With the rise of residence hall burglaries since January, police officials and Housing and Residence Life are urging students to lock their doors.

“There’s been a lot of thefts, and it’s because people don’t lock their doors,” said Mandi Johnson, public information officer for campus police. “It’s mainly concentrated at the bottom of the Hill.”

Johnson said that every year it seems as if WKU experiences a rash of burglaries and thefts, but it’s usually at the end of the semester.

“Once people find out their doors are unlocked, they figure out it’s an easy way to steal stuff,” she said.

She said Pearce-Ford Tower is the hotspot of burglaries and thefts.

“The majority of crimes are crimes of opportunities,” Johnson said. “When more people are concentrated in one area, the crime rate goes up.”

Sometimes the burglaries are solved, she said. Sometimes police receive a tip, obtain a warrant for a room and find a stack of stolen laptops. After that, police run the serial numbers through a national database to determine whether or not the items were stolen goods.

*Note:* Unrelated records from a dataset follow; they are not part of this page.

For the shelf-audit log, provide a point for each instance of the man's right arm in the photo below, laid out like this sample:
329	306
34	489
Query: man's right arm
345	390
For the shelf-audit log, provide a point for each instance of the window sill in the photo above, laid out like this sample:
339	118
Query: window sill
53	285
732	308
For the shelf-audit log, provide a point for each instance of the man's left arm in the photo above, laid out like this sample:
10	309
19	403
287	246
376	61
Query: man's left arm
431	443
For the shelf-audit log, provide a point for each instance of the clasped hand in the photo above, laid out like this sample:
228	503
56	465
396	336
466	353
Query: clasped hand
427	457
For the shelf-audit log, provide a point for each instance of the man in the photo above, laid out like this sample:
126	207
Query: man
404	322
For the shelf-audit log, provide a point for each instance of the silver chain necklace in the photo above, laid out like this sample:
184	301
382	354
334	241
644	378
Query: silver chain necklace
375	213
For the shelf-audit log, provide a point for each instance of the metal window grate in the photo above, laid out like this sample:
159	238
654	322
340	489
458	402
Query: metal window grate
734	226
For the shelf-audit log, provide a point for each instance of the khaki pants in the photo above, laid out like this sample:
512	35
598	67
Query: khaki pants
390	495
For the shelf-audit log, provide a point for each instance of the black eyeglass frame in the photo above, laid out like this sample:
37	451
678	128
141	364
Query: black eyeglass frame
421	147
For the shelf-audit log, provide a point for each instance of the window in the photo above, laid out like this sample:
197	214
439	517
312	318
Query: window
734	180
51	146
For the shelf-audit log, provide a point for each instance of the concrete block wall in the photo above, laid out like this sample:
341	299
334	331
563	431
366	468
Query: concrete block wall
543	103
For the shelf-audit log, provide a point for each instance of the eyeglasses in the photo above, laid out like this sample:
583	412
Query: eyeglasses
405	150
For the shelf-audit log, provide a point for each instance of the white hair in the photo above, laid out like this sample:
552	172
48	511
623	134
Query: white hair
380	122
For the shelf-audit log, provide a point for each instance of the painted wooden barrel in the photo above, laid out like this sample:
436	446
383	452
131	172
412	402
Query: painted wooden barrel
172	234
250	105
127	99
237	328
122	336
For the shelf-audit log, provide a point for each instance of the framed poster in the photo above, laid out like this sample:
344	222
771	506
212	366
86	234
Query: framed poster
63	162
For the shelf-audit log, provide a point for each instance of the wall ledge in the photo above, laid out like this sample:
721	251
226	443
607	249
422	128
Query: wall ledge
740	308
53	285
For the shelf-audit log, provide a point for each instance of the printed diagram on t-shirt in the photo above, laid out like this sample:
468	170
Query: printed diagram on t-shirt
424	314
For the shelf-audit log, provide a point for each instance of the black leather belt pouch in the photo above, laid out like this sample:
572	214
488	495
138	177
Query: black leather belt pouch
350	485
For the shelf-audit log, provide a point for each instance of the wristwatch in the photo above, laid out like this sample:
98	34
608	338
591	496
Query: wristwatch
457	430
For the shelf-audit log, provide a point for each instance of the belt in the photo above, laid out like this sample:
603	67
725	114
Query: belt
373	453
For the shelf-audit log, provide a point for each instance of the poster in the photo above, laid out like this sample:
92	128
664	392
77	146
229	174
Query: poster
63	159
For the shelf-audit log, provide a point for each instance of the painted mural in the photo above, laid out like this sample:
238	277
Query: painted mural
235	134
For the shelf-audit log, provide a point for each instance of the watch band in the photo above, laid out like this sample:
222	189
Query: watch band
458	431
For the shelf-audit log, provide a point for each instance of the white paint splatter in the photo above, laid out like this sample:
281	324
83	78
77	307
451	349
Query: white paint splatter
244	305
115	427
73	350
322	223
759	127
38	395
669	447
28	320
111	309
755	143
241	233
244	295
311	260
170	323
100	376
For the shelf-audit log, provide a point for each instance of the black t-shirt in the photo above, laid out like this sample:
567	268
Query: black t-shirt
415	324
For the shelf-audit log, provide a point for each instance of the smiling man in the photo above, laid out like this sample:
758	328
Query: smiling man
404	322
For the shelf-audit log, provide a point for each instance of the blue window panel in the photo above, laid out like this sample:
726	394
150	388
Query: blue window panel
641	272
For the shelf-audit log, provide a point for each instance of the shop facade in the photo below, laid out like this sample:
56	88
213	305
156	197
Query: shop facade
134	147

Johnson advised students to keep dorm room and vehicle doors locked, to keep an eye on belongings and not to leave anything unattended.

“It’s been pretty calm until this rash of burglary started,” she said. “Students need to take responsibility for themselves and lock their doors.”

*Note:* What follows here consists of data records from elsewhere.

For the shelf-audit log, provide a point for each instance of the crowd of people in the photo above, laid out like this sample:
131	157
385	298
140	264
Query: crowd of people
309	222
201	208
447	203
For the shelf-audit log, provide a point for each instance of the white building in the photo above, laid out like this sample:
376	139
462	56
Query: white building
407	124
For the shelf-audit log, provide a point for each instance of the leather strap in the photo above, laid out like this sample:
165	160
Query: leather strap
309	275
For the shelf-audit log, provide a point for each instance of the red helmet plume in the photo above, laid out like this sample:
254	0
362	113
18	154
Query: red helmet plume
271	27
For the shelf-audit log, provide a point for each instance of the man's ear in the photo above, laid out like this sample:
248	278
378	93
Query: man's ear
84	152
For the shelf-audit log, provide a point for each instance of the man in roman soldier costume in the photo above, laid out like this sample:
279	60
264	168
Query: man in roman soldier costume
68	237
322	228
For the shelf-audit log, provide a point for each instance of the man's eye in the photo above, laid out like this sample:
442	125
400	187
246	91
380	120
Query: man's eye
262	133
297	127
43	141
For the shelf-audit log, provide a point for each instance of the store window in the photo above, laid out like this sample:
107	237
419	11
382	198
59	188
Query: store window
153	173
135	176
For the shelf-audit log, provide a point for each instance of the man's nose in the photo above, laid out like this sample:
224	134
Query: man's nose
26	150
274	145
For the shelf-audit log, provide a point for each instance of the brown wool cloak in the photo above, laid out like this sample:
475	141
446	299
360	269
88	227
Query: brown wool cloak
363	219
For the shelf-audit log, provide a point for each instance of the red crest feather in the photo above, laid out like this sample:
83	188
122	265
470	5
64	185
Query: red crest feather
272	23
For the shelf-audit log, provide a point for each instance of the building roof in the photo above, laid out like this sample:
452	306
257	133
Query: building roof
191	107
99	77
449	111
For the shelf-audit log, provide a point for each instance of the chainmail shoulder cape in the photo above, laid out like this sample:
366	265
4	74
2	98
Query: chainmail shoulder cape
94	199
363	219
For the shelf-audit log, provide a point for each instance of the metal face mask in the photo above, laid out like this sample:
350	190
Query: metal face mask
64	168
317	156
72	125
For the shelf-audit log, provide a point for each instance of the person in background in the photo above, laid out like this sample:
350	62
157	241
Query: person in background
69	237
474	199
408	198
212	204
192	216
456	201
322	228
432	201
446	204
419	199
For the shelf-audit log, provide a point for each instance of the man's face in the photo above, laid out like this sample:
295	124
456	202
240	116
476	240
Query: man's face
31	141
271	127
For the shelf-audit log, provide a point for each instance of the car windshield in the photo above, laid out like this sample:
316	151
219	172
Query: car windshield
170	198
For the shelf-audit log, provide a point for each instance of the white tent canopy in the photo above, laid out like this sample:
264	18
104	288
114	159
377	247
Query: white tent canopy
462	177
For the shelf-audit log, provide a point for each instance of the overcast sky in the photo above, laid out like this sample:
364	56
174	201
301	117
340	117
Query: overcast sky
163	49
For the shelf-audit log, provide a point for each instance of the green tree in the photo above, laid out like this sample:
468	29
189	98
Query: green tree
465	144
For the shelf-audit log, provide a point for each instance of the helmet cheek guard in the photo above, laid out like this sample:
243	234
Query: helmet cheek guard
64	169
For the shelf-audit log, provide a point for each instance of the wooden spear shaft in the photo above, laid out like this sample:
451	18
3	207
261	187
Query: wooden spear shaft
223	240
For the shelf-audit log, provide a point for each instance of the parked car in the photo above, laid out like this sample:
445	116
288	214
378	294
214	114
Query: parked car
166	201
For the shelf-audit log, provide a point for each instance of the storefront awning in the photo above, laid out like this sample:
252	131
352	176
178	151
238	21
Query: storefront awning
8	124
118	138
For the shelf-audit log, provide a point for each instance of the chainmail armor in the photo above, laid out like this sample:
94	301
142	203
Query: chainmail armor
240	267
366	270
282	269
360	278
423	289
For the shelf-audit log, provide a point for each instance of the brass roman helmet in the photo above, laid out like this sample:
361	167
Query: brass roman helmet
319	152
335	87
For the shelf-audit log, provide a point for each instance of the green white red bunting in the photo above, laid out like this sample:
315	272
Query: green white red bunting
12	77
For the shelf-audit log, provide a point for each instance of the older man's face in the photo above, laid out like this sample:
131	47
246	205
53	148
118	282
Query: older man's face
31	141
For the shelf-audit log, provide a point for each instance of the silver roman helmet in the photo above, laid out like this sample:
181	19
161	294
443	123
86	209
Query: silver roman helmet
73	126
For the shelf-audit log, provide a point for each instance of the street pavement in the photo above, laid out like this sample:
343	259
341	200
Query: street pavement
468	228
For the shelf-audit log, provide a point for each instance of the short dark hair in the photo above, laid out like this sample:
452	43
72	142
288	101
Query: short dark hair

Johnson visits all of the University Experience classes, Academic Transitions Program panels and other events, stressing the need to lock doors, she said.

According to campus police records, in 2009, WKU experienced 79 burglaries, 71 burglaries in 2010,  33 burglaries in 2011, and so far in 2012 there have been 10.

“We’re way on our way to the 70s I’d say,” Johnson said.

Steve Briggs, assistant director of HRL, said the first question HRL asks a student after a burglary is, “Was your door locked?”

Like Johnson, he said he can’t stress enough the importance of keeping doors locked.

Briggs said in the next couple weeks News Channel 12 will be showing dorm safety tips to prevent thefts in dorms.

He said he encourages students to let HRL and the police know if they’ve become a victim of a burglary. He also encourages students to ask people who don’t look like they belong at their dorm why they are there.

Part of living on campus is learning responsibility and locking doors is part of it, he said.

“The lock mechanisms work just fine if the student uses them,” he said.